Project Details
Antarctic Ice-Sheet discharge over the last glacial cycle (AIS-DIS)
Applicant
Privatdozent Dr. Michael E. Weber
Subject Area
Palaeontology
Term
from 2019 to 2023
Project identifier
Deutsche Forschungsgemeinschaft (DFG) - Project number 428584987
With climate warming in recent decades, the Antarctic Ice Sheet (AIS) is currently loosing ice at an accelerated pace. This is socially relevant because global sea levels could rise substantially in the near future. A number of scientific disciplines try to better understand the current state of the AIS to provide more sustained projections for the future. In project AIS-DIS we would like to better understand the dynamics of the AIS for key periods of the past, so that models can be calibrated and future projections improved. We would like to focus our studies on the last glacial cycles and specifically on glacial terminations 1–5 because the AIS mass loss was greatest during these natural periods of climate warming. Our investigations shall concentrate on the center of Iceberg Alley, a unique gateway to lower latitudes where most icebergs breaking off the Antarctic continent, route through before they melt down above our core sites. Hence this is the only area where a representative and integrative signal of AIS mass loss can be obtained through time. Here, IODP Expedition 382 retrieved the longest and highest resolution climate and ice-sheet archive ever obtained near Antarctica. We wish to study Sites U1537 and U1538 from Dove Basin and Pirie Basin, respectively. Our goal is to decipher the timing, pace, and magnitude of AIS mass loss.
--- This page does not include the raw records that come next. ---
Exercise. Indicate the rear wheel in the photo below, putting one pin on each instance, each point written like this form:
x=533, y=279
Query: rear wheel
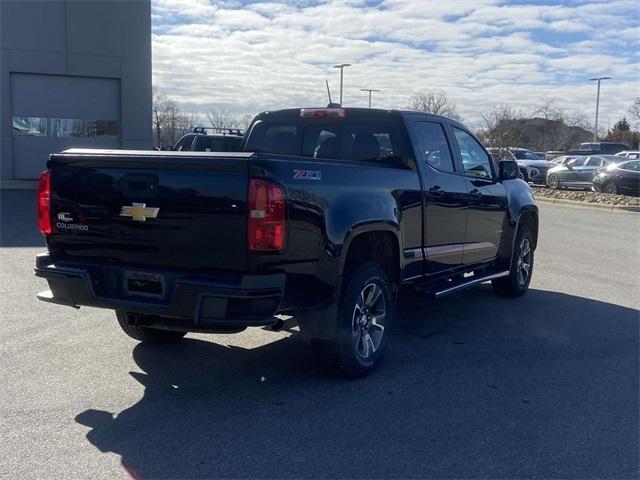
x=517, y=282
x=146, y=334
x=364, y=317
x=610, y=187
This will mainly be achieved analyzing iceberg-rafted debris (IBRD) – coarse-grained sedimentary particles that are encapsulated in icebergs, released upon melting, and deposited and in the sediments of the deep ocean. First, we shall test if variations of magnetic susceptibility, Ca and Fe (measured through XRF-scanning) can be correlated to dust proxy records of Antarctic ice cores to establish high-resolution age models for our sites and to decipher dust-climate couplings, which is important for the carbon cycle. Indicators for IBRD shall be obtained from the x-ray image logger and through grain-size analysis. To put our findings into a wider paleoclimatic context, Fourier Transform Infrared Spectroscopy and color reflectance data (L*a*b*) shall also be utilized. Collaboration with IODP 382 scientists shall provide independent age control through ash layers and relative paleointensity, and potential sources of IBRD shall be deciphered through geochemical fingerprinting. Results of project AIS-DIS shall be implemented into ice-ocean-climate models and published as common efforts in highly-ranked journals.